There is none. That is why they are so desperate and confused. You remember Foucault—who was one of the best thinkers of his generation—he supported Ayatollah Khomeini! He was so disappointed with communism that he decided that the Khomeini utopia was the right one! That gives you, I think, a very vivid example of the way in which some intellectuals detest democracy.

In your case, I have seen more references to your politics—classical liberalism—than I have for many other novelists.

But the reason is because I am an exception. There are so few writers and intellectuals who are classical liberals without any kind of shame [about their politics].

Borges didn't get the Nobel Prize because of his support for Pinochet. Were your politics an issue when you won the Literature Prize?

Borges unfortunately did wrong things. He accepted the invitation to be decorated by Pinochet, which was a very big mistake. He did it not to make a kind of solidarity, a gesture for the dictatorship; he did it because he despised politics so much that he was prepared to….[trails off]. But I think it was a very, very bad mistake. He was very courageous during the Second World War when Argentina was in favor of fascism. He was a deep defender of the Allies.

He detested Peronism in such a way that he became so infatuated with the military, which I think was also wrong. But he wasn't a fascist. He was a conservative. But I don't think his work is contaminated by these attitudes.

Should it affect how we read his books, in the way it does with [Norwegian Nobel laureate and Nazi sympathizer] Knut Hamsun or Ezra Pound?

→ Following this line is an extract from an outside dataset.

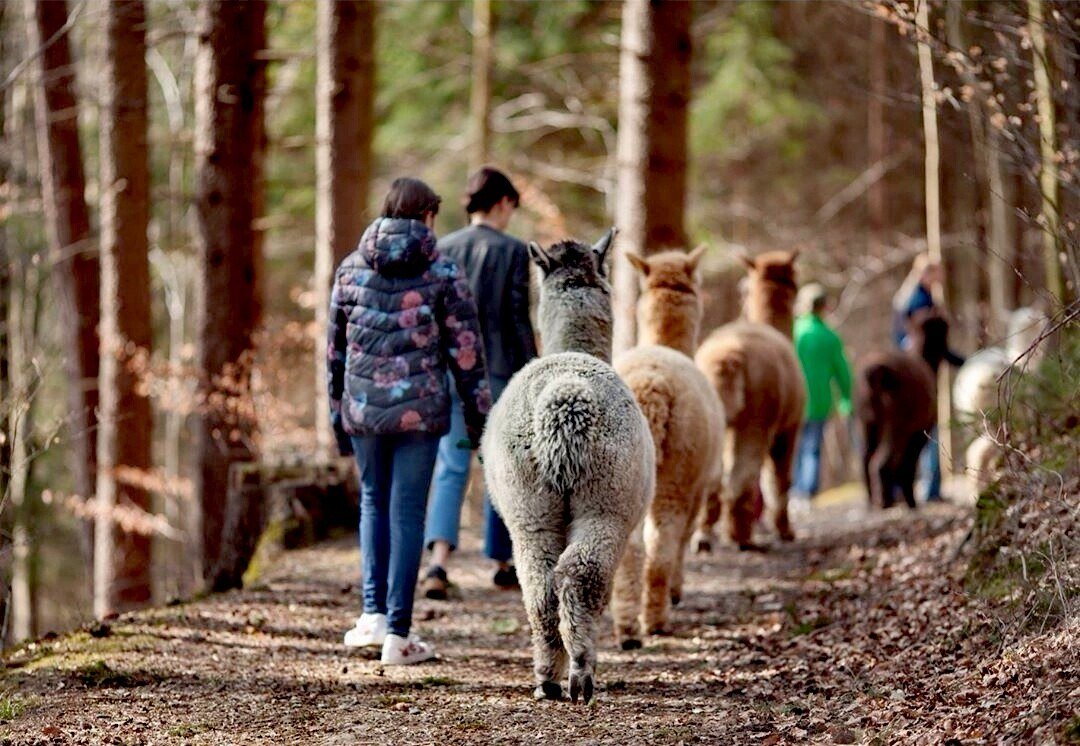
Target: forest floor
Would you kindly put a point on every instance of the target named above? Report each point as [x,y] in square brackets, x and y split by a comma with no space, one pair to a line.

Oh no, not at all. The literature of Borges is great literature that overcomes all types of political prejudices. He is one of the greatest writers of our times, one of the most original. And from the point of view of language, he has changed the Spanish literary language in the way that only writers like Cervantes have. It's extraordinary because it's a language in which emotions, sensations were much more important than ideas. For a long time, there was no writer in the Spanish-speaking world for whom ideas became as important as in Borges's writing. He was an exception to a very strong tradition—precision, rationality. All this is new.

What are you working on now?

I finished a novel, El héroe discrete, that will be published in September in Spanish. It's a novel set in contemporary Peru. It's about the changes in Peru over the last ten years which are very, very important. A new middle class. All the new, successful entrepreneurs in Peru come from very poor, poor families—even peasant families. This is the background of the novel.

Are you glad you didn't win the Peruvian presidency?

Now I am glad. I wasn't when I lost. But I am very lucky. I wouldn't have survived [had I won]. Certainly not. But it was a very interesting experience. It was pedagogical. I discovered how difficult it was to be honest and coherent in politics.